El gato tonkinés es una raza fascinante que surge del deseo de combinar las mejores cualidades de dos linajes orientales legendarios: el siamés y el birmano (Burmese). Aunque existen registros de gatos con características similares en el antiguo Reino de Siam bajo el nombre de siameses chocolate, la raza moderna se desarrolló formalmente en la década de 1960 en Canadá y Estados Unidos. Los criadores buscaban un felino que poseyera la elegancia y agudeza del siamés, pero con el cuerpo más robusto y el temperamento ligeramente más moderado del birmano. El resultado fue un animal de una belleza armónica y una personalidad arrolladora que rápidamente se ganó un lugar de honor en las asociaciones felinas internacionales.

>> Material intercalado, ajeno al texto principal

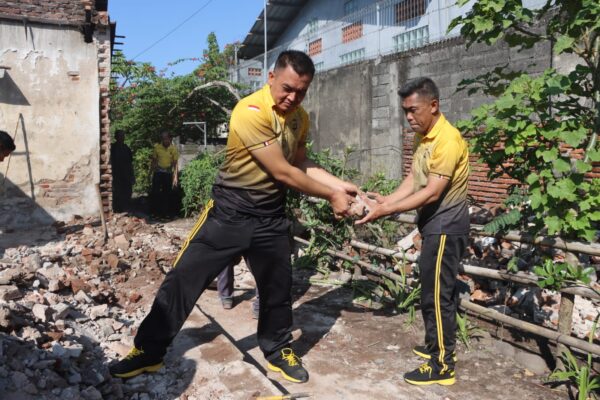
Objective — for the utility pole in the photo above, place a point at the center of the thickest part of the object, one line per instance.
(265, 34)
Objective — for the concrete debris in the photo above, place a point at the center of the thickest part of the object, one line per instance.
(70, 306)
(523, 302)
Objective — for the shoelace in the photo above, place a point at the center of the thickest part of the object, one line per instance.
(134, 353)
(425, 369)
(289, 356)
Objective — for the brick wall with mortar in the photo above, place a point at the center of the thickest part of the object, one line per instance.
(104, 63)
(55, 10)
(56, 193)
(447, 63)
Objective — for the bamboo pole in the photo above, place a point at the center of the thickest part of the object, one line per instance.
(558, 337)
(565, 322)
(367, 266)
(532, 328)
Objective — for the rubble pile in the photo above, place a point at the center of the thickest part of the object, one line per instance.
(69, 307)
(529, 303)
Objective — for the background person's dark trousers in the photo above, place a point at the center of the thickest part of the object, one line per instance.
(438, 266)
(219, 237)
(161, 195)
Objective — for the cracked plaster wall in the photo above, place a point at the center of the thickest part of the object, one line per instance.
(51, 92)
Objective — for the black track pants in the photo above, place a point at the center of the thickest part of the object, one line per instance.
(438, 265)
(220, 237)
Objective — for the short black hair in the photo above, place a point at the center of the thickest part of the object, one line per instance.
(6, 142)
(298, 60)
(422, 86)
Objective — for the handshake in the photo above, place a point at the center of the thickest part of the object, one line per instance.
(362, 206)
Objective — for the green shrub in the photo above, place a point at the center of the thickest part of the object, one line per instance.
(142, 162)
(197, 179)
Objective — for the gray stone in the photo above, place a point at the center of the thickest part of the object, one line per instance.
(30, 333)
(22, 382)
(82, 297)
(74, 378)
(532, 362)
(122, 242)
(91, 376)
(58, 350)
(99, 311)
(10, 292)
(54, 272)
(5, 317)
(74, 350)
(54, 285)
(9, 275)
(70, 393)
(505, 349)
(60, 311)
(91, 393)
(41, 312)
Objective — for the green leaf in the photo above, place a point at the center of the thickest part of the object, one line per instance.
(561, 165)
(563, 43)
(549, 155)
(532, 178)
(575, 137)
(582, 167)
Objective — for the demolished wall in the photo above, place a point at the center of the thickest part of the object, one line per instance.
(54, 100)
(358, 105)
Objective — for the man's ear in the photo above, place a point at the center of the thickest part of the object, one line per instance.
(435, 106)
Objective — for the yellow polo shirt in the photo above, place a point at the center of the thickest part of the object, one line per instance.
(165, 156)
(242, 183)
(445, 153)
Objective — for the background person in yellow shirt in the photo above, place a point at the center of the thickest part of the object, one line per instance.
(164, 178)
(7, 145)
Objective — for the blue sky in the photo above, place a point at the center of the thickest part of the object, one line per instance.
(145, 22)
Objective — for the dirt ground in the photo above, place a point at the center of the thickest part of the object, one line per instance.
(350, 352)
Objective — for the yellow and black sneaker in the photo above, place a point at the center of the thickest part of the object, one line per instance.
(424, 351)
(290, 366)
(135, 363)
(425, 375)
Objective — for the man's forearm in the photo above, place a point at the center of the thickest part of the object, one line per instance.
(412, 202)
(296, 179)
(318, 173)
(405, 189)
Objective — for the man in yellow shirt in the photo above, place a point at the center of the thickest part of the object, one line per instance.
(437, 187)
(265, 155)
(7, 145)
(164, 178)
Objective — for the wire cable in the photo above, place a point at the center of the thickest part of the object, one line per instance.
(174, 29)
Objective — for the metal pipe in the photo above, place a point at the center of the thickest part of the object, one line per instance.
(265, 36)
(518, 277)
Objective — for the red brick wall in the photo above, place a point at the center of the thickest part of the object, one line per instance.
(484, 192)
(56, 10)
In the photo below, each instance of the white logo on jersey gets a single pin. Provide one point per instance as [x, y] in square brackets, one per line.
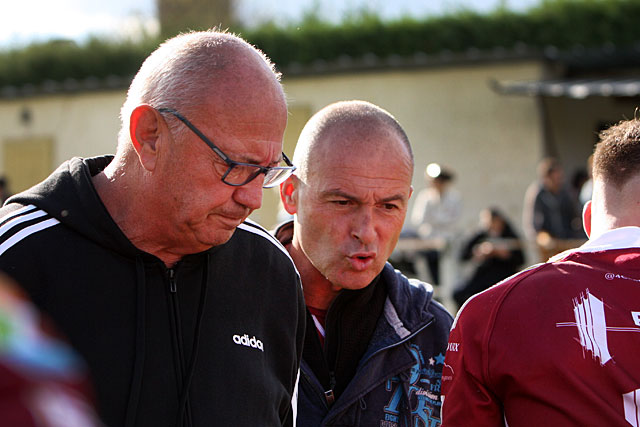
[248, 342]
[636, 317]
[592, 326]
[631, 402]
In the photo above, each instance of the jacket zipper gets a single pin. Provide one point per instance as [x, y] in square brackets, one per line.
[173, 285]
[329, 394]
[177, 336]
[405, 339]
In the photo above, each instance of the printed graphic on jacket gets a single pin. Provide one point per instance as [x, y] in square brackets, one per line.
[420, 395]
[591, 324]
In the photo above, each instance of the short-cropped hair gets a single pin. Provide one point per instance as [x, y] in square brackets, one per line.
[617, 156]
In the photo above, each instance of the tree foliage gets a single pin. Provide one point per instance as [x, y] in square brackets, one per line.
[560, 23]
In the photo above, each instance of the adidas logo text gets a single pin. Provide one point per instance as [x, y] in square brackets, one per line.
[248, 342]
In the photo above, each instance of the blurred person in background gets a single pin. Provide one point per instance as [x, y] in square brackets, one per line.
[495, 252]
[186, 313]
[435, 215]
[43, 382]
[557, 344]
[550, 215]
[375, 341]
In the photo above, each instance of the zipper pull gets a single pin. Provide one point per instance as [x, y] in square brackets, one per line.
[173, 286]
[329, 395]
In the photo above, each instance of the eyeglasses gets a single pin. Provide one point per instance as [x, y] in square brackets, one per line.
[240, 173]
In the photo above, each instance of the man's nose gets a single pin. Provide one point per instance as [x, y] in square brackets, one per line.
[250, 194]
[363, 226]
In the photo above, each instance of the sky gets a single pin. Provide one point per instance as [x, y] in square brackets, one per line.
[26, 21]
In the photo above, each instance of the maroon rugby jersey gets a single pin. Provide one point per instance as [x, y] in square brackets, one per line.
[555, 345]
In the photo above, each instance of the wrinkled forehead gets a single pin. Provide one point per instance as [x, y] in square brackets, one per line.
[372, 153]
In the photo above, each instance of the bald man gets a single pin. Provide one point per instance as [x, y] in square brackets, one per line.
[557, 344]
[186, 313]
[375, 341]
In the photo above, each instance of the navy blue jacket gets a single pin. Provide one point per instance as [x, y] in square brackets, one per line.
[397, 382]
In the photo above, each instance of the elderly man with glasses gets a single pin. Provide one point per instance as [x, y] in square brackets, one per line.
[186, 313]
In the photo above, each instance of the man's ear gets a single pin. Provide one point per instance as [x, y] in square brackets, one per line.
[586, 218]
[289, 194]
[144, 128]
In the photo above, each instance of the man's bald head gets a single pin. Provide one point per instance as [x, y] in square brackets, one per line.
[348, 127]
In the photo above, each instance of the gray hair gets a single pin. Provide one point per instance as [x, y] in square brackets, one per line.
[173, 75]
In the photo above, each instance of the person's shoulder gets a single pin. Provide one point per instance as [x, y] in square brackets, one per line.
[413, 295]
[486, 304]
[20, 221]
[254, 231]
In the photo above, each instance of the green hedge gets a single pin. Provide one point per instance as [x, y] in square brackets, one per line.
[561, 23]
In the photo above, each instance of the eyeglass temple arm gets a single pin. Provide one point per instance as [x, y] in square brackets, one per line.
[197, 132]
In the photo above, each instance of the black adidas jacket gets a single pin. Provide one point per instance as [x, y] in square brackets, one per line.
[214, 341]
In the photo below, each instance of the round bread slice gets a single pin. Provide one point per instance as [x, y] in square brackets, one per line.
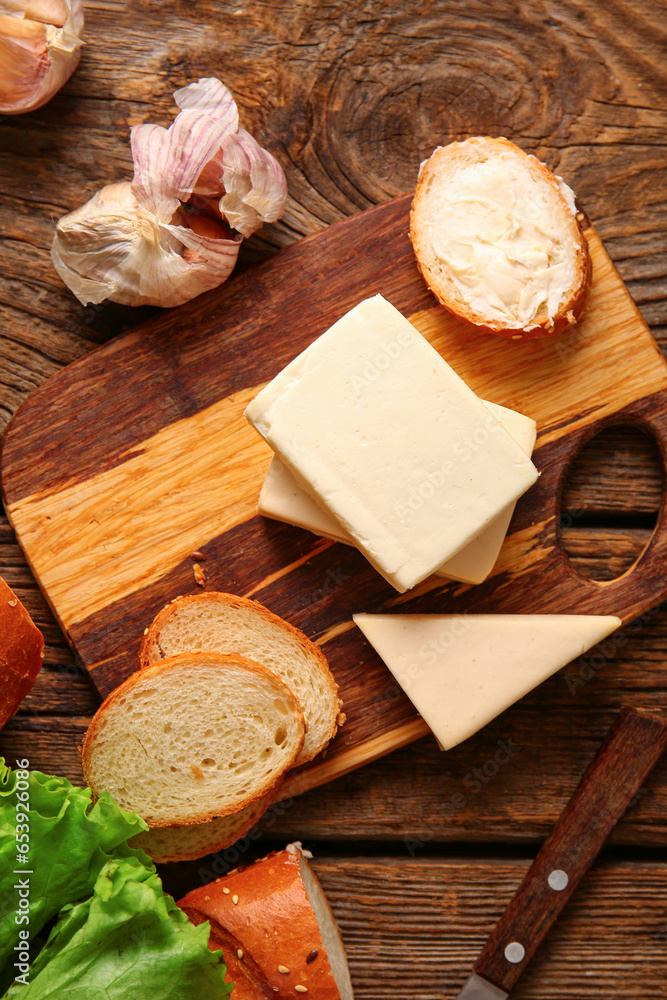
[498, 241]
[229, 624]
[276, 929]
[187, 843]
[197, 736]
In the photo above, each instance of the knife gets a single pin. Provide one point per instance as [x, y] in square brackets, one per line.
[632, 748]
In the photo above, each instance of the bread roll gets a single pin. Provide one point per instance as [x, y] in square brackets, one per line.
[276, 929]
[21, 652]
[497, 239]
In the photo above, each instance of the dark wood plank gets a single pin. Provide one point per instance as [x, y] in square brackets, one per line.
[413, 928]
[611, 782]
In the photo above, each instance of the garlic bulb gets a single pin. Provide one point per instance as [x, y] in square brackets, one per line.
[147, 243]
[40, 47]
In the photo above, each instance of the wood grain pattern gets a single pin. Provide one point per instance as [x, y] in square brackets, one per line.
[413, 928]
[350, 98]
[133, 501]
[630, 751]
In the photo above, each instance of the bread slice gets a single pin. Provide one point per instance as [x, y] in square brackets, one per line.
[187, 843]
[197, 736]
[275, 926]
[497, 239]
[229, 624]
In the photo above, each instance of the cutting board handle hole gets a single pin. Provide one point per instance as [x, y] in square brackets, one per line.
[611, 501]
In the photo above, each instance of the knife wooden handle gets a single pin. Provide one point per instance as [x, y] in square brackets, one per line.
[633, 746]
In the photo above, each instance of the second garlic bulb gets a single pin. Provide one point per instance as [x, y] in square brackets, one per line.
[142, 243]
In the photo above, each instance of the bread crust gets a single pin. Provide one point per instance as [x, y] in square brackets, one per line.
[21, 652]
[210, 841]
[272, 923]
[163, 668]
[150, 651]
[447, 159]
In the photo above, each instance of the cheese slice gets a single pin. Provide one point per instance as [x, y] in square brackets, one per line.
[283, 499]
[461, 671]
[375, 424]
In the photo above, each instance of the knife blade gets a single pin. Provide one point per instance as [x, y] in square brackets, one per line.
[631, 749]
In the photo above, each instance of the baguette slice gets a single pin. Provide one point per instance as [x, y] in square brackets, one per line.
[21, 652]
[281, 921]
[497, 239]
[229, 624]
[187, 843]
[197, 736]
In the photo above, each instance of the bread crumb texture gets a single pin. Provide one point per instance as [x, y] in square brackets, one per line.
[193, 738]
[497, 238]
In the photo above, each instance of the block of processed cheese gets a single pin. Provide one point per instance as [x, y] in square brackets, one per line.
[372, 422]
[283, 499]
[461, 671]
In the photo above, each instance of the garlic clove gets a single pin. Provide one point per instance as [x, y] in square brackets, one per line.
[249, 178]
[53, 12]
[255, 185]
[114, 248]
[167, 162]
[213, 98]
[37, 56]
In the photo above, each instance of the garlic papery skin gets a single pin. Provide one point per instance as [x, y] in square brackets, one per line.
[40, 47]
[248, 180]
[144, 242]
[115, 248]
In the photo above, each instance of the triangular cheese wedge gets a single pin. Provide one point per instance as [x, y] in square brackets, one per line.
[461, 671]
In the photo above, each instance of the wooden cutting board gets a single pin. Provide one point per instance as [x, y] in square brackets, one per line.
[128, 461]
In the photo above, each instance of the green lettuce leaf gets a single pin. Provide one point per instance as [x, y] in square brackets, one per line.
[69, 842]
[128, 940]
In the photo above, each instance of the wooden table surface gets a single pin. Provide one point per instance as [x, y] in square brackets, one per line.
[420, 851]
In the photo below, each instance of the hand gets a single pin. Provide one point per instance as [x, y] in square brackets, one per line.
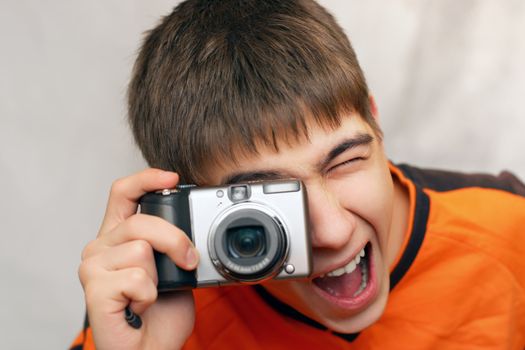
[118, 269]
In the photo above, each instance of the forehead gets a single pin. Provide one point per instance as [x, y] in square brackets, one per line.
[297, 156]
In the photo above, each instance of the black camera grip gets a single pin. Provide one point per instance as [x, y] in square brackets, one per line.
[174, 208]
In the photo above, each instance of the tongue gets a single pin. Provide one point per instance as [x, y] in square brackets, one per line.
[343, 286]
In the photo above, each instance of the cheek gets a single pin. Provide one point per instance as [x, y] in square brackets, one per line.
[369, 195]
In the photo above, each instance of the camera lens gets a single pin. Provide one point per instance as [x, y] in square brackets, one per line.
[246, 241]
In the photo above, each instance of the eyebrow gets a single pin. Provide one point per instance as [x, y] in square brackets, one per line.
[265, 175]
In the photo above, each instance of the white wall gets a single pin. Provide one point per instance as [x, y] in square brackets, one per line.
[448, 77]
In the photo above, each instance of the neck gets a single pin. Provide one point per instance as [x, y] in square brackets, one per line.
[400, 218]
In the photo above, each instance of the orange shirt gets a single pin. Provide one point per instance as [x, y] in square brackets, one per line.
[458, 283]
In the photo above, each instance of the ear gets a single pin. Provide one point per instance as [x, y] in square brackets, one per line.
[373, 107]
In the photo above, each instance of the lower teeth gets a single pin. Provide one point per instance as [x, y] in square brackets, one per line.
[364, 276]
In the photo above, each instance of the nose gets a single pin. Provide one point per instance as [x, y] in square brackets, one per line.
[331, 225]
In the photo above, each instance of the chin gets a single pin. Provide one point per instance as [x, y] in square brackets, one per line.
[357, 322]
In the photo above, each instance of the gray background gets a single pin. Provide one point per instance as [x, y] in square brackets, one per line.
[448, 76]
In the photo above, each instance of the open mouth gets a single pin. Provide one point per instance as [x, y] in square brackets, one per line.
[350, 284]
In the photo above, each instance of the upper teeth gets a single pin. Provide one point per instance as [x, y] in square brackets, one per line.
[348, 268]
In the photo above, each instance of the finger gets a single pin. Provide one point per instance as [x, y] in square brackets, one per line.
[112, 291]
[138, 253]
[160, 234]
[126, 192]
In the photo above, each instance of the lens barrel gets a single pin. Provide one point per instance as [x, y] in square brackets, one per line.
[248, 243]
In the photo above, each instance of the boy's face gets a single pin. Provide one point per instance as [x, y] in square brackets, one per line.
[350, 202]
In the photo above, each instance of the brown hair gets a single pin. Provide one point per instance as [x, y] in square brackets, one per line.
[215, 78]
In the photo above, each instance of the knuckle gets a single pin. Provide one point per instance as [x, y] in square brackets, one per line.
[142, 250]
[138, 276]
[85, 272]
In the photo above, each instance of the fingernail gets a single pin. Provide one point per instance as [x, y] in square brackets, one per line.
[192, 257]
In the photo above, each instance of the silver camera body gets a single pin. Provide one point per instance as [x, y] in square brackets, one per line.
[245, 233]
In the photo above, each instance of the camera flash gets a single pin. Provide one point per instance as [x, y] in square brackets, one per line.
[239, 193]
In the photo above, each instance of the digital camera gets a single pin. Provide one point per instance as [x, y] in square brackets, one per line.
[245, 233]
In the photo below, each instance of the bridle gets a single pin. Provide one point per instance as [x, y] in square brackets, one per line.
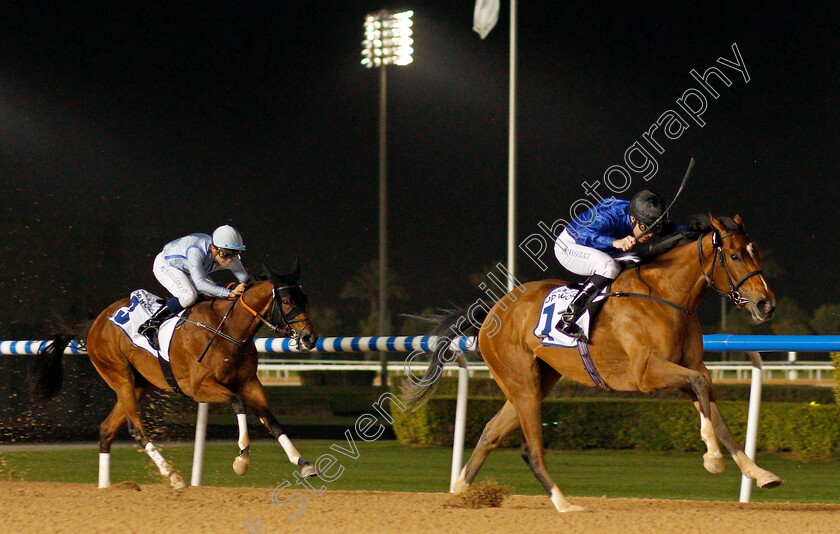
[720, 257]
[275, 311]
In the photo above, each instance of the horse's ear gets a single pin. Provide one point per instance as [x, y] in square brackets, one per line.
[269, 274]
[717, 225]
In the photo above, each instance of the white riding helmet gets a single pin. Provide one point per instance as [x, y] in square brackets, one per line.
[227, 237]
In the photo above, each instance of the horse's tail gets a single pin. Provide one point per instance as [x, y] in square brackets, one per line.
[449, 324]
[47, 372]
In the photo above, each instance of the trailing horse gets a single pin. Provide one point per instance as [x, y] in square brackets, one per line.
[212, 359]
[647, 338]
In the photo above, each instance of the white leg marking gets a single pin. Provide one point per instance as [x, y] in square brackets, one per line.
[104, 469]
[290, 449]
[560, 502]
[244, 441]
[155, 455]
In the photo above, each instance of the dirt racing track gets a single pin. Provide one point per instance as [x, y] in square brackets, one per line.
[128, 508]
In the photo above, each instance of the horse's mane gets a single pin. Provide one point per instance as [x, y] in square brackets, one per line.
[695, 226]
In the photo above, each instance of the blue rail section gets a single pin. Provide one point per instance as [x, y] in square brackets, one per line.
[725, 342]
[712, 342]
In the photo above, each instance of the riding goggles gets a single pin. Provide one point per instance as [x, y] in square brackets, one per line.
[644, 227]
[225, 254]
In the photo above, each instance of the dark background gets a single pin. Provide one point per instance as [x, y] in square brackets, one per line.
[125, 126]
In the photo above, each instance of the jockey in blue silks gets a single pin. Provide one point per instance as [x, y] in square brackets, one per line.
[587, 246]
[183, 266]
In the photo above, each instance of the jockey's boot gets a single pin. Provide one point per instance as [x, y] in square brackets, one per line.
[149, 329]
[568, 319]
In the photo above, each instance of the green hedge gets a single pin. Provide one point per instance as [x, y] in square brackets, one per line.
[809, 431]
[487, 387]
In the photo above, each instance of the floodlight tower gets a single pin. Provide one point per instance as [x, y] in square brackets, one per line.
[387, 42]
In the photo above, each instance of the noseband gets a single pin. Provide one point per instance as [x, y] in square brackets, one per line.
[720, 257]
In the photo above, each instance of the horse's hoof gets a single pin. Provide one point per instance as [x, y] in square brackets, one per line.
[713, 463]
[177, 482]
[460, 487]
[768, 480]
[240, 465]
[308, 470]
[571, 508]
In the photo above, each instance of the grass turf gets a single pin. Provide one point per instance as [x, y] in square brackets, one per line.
[391, 466]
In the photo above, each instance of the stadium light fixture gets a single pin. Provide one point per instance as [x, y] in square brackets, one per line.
[387, 42]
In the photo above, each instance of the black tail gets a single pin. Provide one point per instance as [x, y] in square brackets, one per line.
[47, 373]
[449, 325]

Desde el punto de vista genético, el tonkinés es un caso de estudio único. No es simplemente un cruce, sino una raza que manifiesta una dominancia incompleta. Esto significa que cuando se cruzan dos ejemplares tonkineses de patrón mink (el más característico), la camada suele seguir una proporción donde nacen gatitos con patrón siamés, otros con patrón birmano y la mayoría con el deseado patrón mink. Físicamente, es un gato de tamaño mediano, con un cuerpo de tipo semi-foreign que es sorprendentemente pesado y musculoso al tacto. Su pelaje es corto, sedoso y muy pegado al cuerpo, con un brillo que recuerda al de un visón.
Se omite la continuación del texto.